See this Reuters Kindle Fire news item with video >

QR code scan image for your mobile phone, smartphone, iphone, Android or tablet

qrcode

If you don’t already have one, get a QR scanner download app for free, point it at this, and you can then save off the Storylite.com link.

QR Code is for Quick Response code.

We have a mobile site version for smartphones.

This is also on the right side of all pages now.

Apps and the web – trends

Research shows that app use is now greater than web surfing. This is calculated in minutes spent (consumed, wasted, gained!) on each.

There is a graph here:

Apps versus Web use >

Which I show here small size so you get the general idea.

Apps use versus web use

Apps use versus web use

Wired magazine has announced this as the death of the web. But it is really that people now use apps to do things, play games, read ebooks, magazines, look at stocks, musical games like Biophilia by Bjork, and so on forever; rather than randomly search around the web.

Using an app has an extended and potentially unlimited time frame (Angry Birds, reading, music), unlike surfing which is usually doewn for a specific reason – research item Z – or to fill in ten minutes – have a look at the news, or Ebay, etc.

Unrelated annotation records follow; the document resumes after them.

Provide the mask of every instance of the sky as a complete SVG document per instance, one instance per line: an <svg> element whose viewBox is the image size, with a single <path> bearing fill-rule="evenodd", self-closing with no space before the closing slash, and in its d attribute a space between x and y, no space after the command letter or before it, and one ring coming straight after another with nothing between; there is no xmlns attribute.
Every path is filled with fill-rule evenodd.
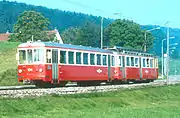
<svg viewBox="0 0 180 118"><path fill-rule="evenodd" d="M8 0L106 18L131 19L141 25L165 23L180 28L180 0Z"/></svg>

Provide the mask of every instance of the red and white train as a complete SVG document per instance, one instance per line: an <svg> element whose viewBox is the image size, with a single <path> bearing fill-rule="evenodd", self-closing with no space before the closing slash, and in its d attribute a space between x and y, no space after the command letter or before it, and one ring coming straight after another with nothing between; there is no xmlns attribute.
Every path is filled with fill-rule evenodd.
<svg viewBox="0 0 180 118"><path fill-rule="evenodd" d="M99 49L56 42L27 42L17 50L18 81L36 85L150 82L158 78L155 56L121 47Z"/></svg>

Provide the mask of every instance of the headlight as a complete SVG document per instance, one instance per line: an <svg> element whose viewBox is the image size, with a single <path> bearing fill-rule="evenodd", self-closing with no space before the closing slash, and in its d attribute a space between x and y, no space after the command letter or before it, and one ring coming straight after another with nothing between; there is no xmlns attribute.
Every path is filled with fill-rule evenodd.
<svg viewBox="0 0 180 118"><path fill-rule="evenodd" d="M19 69L19 70L18 70L18 72L19 72L19 73L22 73L22 70L21 70L21 69Z"/></svg>
<svg viewBox="0 0 180 118"><path fill-rule="evenodd" d="M39 72L42 72L42 68L39 69Z"/></svg>

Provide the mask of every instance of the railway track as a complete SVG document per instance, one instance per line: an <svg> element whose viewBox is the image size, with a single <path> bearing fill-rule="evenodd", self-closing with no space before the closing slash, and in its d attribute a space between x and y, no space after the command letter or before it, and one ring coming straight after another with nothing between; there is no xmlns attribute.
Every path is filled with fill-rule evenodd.
<svg viewBox="0 0 180 118"><path fill-rule="evenodd" d="M134 89L143 88L148 86L163 86L166 85L165 80L157 80L151 83L141 83L141 84L126 84L126 85L105 85L105 86L89 86L89 87L59 87L59 88L35 88L35 87L15 87L17 89L10 90L8 87L0 87L1 97L12 97L12 98L23 98L23 97L39 97L45 95L64 95L64 94L77 94L77 93L92 93L92 92L107 92L116 91L121 89ZM168 82L169 85L180 84L180 80L171 80ZM29 86L30 87L30 86Z"/></svg>

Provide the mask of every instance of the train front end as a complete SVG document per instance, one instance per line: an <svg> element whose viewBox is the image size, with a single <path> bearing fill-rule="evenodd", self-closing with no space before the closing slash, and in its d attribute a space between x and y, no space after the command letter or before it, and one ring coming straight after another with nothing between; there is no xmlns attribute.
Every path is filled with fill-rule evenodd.
<svg viewBox="0 0 180 118"><path fill-rule="evenodd" d="M20 44L16 58L19 82L48 81L45 71L45 49L41 43Z"/></svg>

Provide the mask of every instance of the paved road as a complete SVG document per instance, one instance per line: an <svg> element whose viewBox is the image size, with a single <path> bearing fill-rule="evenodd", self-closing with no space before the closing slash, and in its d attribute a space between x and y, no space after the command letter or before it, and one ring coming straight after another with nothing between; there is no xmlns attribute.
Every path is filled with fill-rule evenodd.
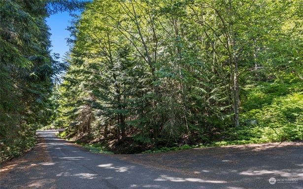
<svg viewBox="0 0 303 189"><path fill-rule="evenodd" d="M268 166L259 170L256 168L260 159L251 159L249 161L250 164L244 169L246 172L237 172L237 168L243 167L237 167L235 165L236 162L232 162L226 167L217 165L221 166L221 173L227 174L214 172L208 166L207 169L200 167L199 174L195 175L190 171L178 171L181 170L179 167L174 170L168 167L166 169L164 166L157 167L160 169L153 168L153 159L148 157L146 157L146 164L144 165L142 159L140 164L128 160L135 156L126 158L123 156L91 153L57 138L52 131L39 132L39 143L34 150L1 167L1 189L303 189L301 145L294 146L291 153L287 154L288 157L280 159L275 157L277 155L273 155L272 161L275 163L271 163L269 160ZM221 162L229 161L227 157L223 157L224 154L221 158L218 157ZM188 161L191 159L190 157L185 158ZM247 158L245 156L242 158ZM155 165L160 165L159 157L155 158ZM265 158L269 160L268 157ZM174 159L173 157L169 158L170 160ZM208 163L215 169L216 161L212 160L195 163L196 168ZM179 166L182 167L181 165ZM184 165L186 169L186 161ZM286 169L279 167L285 165L288 167ZM273 185L269 182L271 176L276 179L276 183ZM237 182L235 182L237 178ZM278 183L278 179L280 179L292 180L287 181L287 183L284 180L284 183L280 181Z"/></svg>

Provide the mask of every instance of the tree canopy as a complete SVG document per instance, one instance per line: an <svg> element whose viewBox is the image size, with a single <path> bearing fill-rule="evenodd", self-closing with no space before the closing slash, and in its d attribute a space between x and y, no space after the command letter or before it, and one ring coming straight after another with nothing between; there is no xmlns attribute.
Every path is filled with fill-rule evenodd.
<svg viewBox="0 0 303 189"><path fill-rule="evenodd" d="M67 1L1 2L5 140L50 122L117 153L303 139L301 0L93 0L62 64L44 18L86 4Z"/></svg>

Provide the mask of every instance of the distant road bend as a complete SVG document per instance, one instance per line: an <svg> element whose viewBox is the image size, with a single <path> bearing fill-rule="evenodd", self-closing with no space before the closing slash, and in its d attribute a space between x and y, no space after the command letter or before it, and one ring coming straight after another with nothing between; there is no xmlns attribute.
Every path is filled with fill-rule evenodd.
<svg viewBox="0 0 303 189"><path fill-rule="evenodd" d="M107 155L38 134L34 150L1 165L1 189L303 189L302 142Z"/></svg>

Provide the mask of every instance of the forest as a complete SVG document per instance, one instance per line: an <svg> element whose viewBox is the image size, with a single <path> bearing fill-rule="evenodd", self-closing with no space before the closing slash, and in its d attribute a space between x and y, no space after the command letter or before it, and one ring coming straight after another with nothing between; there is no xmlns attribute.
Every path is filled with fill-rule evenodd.
<svg viewBox="0 0 303 189"><path fill-rule="evenodd" d="M59 62L45 19L77 8ZM41 128L118 154L303 139L302 0L0 9L1 160L34 145Z"/></svg>

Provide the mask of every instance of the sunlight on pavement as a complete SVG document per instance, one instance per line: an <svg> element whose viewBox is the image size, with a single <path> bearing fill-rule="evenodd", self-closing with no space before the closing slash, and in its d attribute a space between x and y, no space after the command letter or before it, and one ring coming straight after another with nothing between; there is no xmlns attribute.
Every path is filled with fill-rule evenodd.
<svg viewBox="0 0 303 189"><path fill-rule="evenodd" d="M107 164L102 164L101 165L98 165L99 167L103 167L105 169L114 169L116 172L127 172L128 171L129 169L133 169L135 168L134 166L122 166L122 167L118 167L113 166L112 163L107 163Z"/></svg>
<svg viewBox="0 0 303 189"><path fill-rule="evenodd" d="M97 178L98 176L96 174L90 173L78 173L78 174L70 174L70 173L66 172L61 172L56 175L57 177L77 177L80 179L93 179Z"/></svg>
<svg viewBox="0 0 303 189"><path fill-rule="evenodd" d="M226 181L207 181L194 178L182 178L178 177L169 177L167 175L162 175L156 179L155 181L171 181L171 182L195 182L198 183L227 183Z"/></svg>

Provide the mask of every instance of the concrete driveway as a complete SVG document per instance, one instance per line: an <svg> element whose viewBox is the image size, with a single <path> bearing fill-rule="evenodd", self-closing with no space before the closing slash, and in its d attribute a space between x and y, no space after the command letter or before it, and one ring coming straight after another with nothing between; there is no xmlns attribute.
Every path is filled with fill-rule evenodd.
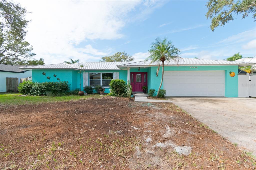
<svg viewBox="0 0 256 170"><path fill-rule="evenodd" d="M256 99L167 97L231 142L256 155Z"/></svg>

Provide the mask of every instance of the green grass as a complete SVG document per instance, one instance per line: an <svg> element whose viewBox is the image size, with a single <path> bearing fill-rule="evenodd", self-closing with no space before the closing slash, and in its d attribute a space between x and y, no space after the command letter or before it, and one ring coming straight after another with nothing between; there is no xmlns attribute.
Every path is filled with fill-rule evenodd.
<svg viewBox="0 0 256 170"><path fill-rule="evenodd" d="M5 105L20 105L23 104L36 104L45 103L78 100L90 98L100 98L99 94L88 94L80 96L71 95L64 96L51 97L47 96L27 95L21 96L20 94L10 92L0 93L0 103L1 106Z"/></svg>

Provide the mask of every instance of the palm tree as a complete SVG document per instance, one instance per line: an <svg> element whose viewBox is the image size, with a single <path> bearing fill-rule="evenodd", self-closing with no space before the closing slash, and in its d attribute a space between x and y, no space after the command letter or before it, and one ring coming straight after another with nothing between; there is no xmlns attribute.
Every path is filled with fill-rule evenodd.
<svg viewBox="0 0 256 170"><path fill-rule="evenodd" d="M251 74L253 71L251 66L248 66L245 67L243 67L240 68L241 70L245 71L247 72L248 73Z"/></svg>
<svg viewBox="0 0 256 170"><path fill-rule="evenodd" d="M156 95L157 97L158 97L164 79L164 62L166 61L168 62L172 61L178 64L180 59L183 59L179 56L180 50L174 47L171 41L168 41L167 38L162 39L157 37L155 41L152 43L150 48L148 51L150 55L145 60L151 60L151 64L153 63L156 63L160 65L162 62L163 67L162 78Z"/></svg>
<svg viewBox="0 0 256 170"><path fill-rule="evenodd" d="M71 62L68 62L67 61L65 61L63 62L63 63L66 63L67 64L74 64L76 63L78 63L79 62L79 60L77 59L77 60L76 60L74 61L71 58L69 58L69 59L71 61Z"/></svg>

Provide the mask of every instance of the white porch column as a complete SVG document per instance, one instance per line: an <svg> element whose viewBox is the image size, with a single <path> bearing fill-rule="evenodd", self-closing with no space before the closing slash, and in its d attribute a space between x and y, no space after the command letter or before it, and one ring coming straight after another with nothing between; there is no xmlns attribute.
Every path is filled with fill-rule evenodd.
<svg viewBox="0 0 256 170"><path fill-rule="evenodd" d="M131 80L130 80L130 67L127 67L127 82L128 82L131 83Z"/></svg>
<svg viewBox="0 0 256 170"><path fill-rule="evenodd" d="M250 74L249 73L246 74L246 80L248 83L246 84L246 97L249 97L249 93L250 93Z"/></svg>

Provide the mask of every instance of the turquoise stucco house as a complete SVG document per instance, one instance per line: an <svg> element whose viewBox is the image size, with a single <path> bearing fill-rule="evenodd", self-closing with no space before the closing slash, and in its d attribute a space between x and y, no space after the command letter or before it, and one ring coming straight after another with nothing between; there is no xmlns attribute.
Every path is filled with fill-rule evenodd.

Web use is moving towards the ‘walled garden’ style of the old days – AOL etc – where people stay in comfort zones, rather than browsing the chaotic web, where all sorts of nasty things lurk, the least of which is viruses. Most time is within Facebook, then some apps, then a short bit of web research to Google a product, say.

So it is a kind of maturation of user habits, and the technology is there in smartphones and tablets. Chicken and egg?

Use of apps is moving away from a standards compliant web, as the apps conform to whichever platform and version they have to run on.

People used to make Macromedia Director games, Flash web modules; now it is a range of apps in many languages, this is a big boon for the developer (more work) but not so good for the company that pays up for them, especially as a lot are free.

With branded TLDs – the new dot coms for brands and also categories, such as .apple, .microsoft, .pizza etc, at high prices (175,000 UKP has been quoted), we are heading towards a ‘safe’ zone and an ‘outside’ for the rabble and the geeks… where all the free and interesting things are.

Incidentally, many of the new apps for the ipad, Android etc look like the 1990s multimedia CDROMs – remember all those DK learning multimedia books, even offbeat Arts Council funded things (yes I was on one called The Hub, with a multimedia game from the Nnn Goes Mobile novel)?

So perhaps the technology has caught up with the multimedia ideas at last.